For two years, Rwanda’s reggae ace Raphael Mitali, commonly known by his stage name, Natty Dread, has been busy in the studio working on a two-album project that he says will “wake his fans up” after a long absence from the scene.
The two albums, dubbed Nestaman Vibration and Reggae Power, are being recorded and produced by Severin Sebahire at his recording studio, Weya Media.
Natty Dread, 48, told The New Times he is taking enough time to record the songs for both albums as he looks to drop high quality music for his fans from Rwanda and beyond.
“I am working on two albums at the same time. Some of the songs are already out, others are still in the studio. The songs I’m working on are of international standards and proudly made by a local producer. People can expect good music thanks to his production skills,” he said.
Each of the albums has 12 songs. Some of the tracks on the Reggae Power album include Children on Street, Street People and Jah Jah Love, among other songs.
Nestaman Vibration, whose cover song is a dedication and tribute to Jamaican reggae legend Bob Marley, consists of songs like One Day, Time Will Tell and Uwo Nakundaga.
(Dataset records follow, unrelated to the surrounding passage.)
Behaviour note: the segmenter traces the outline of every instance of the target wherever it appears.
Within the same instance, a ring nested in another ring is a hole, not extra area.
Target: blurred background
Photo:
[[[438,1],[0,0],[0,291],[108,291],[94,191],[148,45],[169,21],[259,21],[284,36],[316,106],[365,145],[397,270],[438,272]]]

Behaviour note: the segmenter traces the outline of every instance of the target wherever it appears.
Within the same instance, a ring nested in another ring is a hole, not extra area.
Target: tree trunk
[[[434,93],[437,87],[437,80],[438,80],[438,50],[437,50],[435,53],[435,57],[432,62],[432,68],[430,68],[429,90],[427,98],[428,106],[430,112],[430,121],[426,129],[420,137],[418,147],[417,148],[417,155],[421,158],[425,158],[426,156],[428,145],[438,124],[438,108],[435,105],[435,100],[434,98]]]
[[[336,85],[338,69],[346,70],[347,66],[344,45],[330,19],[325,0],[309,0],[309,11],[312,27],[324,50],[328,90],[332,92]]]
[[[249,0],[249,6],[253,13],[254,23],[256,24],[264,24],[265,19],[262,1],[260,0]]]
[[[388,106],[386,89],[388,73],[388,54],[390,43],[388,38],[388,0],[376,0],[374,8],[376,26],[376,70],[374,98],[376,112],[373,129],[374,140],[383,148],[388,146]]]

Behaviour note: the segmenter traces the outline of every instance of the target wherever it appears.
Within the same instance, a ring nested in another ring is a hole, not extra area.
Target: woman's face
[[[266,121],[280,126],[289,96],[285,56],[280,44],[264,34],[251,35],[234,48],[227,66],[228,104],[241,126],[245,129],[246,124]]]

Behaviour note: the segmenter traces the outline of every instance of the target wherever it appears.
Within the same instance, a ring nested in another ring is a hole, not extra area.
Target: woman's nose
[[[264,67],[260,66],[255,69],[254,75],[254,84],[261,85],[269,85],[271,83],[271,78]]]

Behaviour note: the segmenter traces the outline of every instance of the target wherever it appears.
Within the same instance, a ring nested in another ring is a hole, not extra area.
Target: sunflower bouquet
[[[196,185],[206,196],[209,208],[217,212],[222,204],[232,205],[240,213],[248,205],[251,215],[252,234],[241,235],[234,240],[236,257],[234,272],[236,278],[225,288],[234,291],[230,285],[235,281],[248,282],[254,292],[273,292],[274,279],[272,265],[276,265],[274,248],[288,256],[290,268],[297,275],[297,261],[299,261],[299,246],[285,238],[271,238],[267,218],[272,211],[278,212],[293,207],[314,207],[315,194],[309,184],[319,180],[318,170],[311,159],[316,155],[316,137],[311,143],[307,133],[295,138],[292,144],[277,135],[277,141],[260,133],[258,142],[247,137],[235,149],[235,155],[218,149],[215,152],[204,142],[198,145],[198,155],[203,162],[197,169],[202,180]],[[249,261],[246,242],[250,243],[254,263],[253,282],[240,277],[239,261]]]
The latter is a Kinyarwanda love story whose general idea is built around the story of a couple that was separated for a long time. They missed each other, but their unbreakable love gave them faith until they were reunited.
Most of the songs on both albums reflect on promoting peace and love in the world. There are also a couple of gospel songs which he says he composed to give praise to the Almighty God as one who ‘escaped death many times in his past’.
“There is always a reason to thank God. I, for instance, have escaped death over 30 times. So why can’t I thank my Lord? I have four reggae gospel songs on my albums giving credit to my Saviour,” he said.
Once the production of both albums is completely finalised, Natty said he plans to send the songs to producer Andy Maika in Germany for further assistance before they are released.
He said he will organise a concert and launch the albums if he gets the funds. However, he says, not having sponsorship will not stop him from releasing the albums to his fans in Rwanda or elsewhere.
“I can release singles, one by one, until the album is fully completed,” he said.